The bell above the door jingled. Just as men toting cameras and video equipment crowded into the bakery, one of her many egg timers went off.
Maggie set aside the pastry bag and pulled on the homemade pink oven mitts her darling niece, Lexie, had sewed for her last Christmas. The mitts had pugs on them done in cross-stich. She slid the cupcakes out of the oven and set them on a cooling rack. Then the phone rang. It always rang when something was about to burn or there were customers out front.
People were pouring in—more people than she’d seen since Mr. Flannigan’s barn caught fire. After the fire was put out, the firemen and the half of Cuervo that had been avidly watching packed her bakery for coffee and doughnuts. But this was even crazier. She undid the top button of her polo and fluttered it, trying to pump air across her chest. These were out-of-towners. You never knew what to expect.

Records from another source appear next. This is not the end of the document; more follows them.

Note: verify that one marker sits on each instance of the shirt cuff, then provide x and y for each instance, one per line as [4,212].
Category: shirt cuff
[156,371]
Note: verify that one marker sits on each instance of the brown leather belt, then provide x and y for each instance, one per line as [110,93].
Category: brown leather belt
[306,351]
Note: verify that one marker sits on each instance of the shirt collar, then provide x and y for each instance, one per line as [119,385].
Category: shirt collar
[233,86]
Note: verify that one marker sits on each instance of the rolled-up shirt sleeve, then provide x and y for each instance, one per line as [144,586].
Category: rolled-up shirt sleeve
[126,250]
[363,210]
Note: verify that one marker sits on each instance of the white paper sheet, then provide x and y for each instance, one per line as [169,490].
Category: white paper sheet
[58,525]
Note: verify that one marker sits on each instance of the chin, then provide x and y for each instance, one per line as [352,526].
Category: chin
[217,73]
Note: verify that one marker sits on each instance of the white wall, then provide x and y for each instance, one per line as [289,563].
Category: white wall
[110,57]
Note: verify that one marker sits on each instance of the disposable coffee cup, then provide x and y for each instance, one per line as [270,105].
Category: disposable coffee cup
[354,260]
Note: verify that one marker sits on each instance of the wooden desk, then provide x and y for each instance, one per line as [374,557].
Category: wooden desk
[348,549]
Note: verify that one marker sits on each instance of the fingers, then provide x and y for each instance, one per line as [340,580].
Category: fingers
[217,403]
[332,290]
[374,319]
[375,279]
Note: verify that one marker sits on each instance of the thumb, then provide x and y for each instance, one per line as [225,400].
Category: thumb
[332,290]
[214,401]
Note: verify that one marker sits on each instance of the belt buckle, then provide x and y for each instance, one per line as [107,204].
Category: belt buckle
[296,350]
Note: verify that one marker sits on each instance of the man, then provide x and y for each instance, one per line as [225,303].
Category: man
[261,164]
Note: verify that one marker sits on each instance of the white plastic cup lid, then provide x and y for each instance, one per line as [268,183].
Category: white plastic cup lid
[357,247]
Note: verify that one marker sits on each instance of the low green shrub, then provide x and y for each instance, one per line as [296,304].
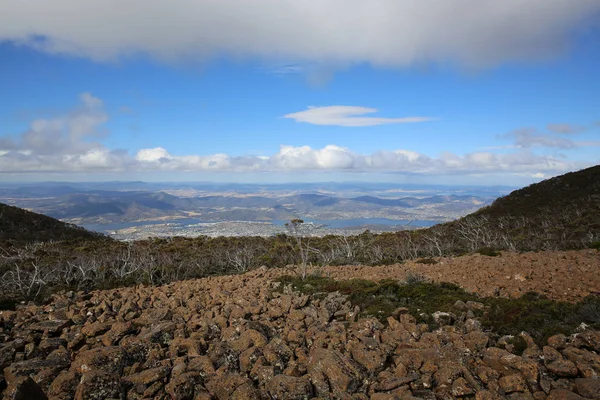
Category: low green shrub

She answered the phone, flipping open
her order pad while keeping an eye on the front. Poor Coralee was dashing between the coffee machine, the cash register and the pastry trays.
Maggie found a pen and test-scribbled it to see if it worked. “You know I can’t accept cake orders two days before an event, Mrs. Connors,” she said on the phone. “We need a week, minimum.”
Alice Connors kept arguing. That woman would argue with a sack of wet hair.
“I have a pre-made carrot cake in the refrigerator,” Maggie said, knowing if she didn’t find a solution, she would never get Alice off the phone. “Why don’t we write ‘Happy Birthday, Schnoodles’ on that one? By the way, you do know sugar isn’t good for dogs, right?”
Maggie had to hold the phone away from her ear, Alice blasted her so hard. It made her think she would almost rather be at the wedding. Out front, one of the reporters emptied a pocketful of change on the counter and sorted through it, one coin at a time. Behind him, the line of reporters loudly groaned.
“I’ll make sure it’s beautiful, Mrs. Connors. Yes, of course. See you then.”
Coralee sent her a look of frazzled relief when Maggie appeared beside her. She gave Coralee a reassuring wink. This was nothing they couldn’t handle. Sure, the bakery was jam-packed, but there were few things in life Maggie loved more than a challenge.
“Would you like a sandwich to go with your coffee?” she asked the disheveled reporter across from her. His press pass, dangling from a lanyard around his neck, read Harold Lipsky. “The egg salad is fresh. Family recipe.”
Harold blinked. “Wait. You’re the sister of the bride, aren’t you? Care to comment—for the record, of course—on what it’s like seeing your sister marry America’s favorite quarterback?”
Maggie maintained her brisk, professional smile. “Not even a little. But if you’d like a sandwich or a pastry to go with your coffee, I’d be happy to get that for you.”
“Not one single comment?” Harold pushed a few crumpled dollars across the counter. “Maybe something about how you’re hoping to marry a famous athlete, too?”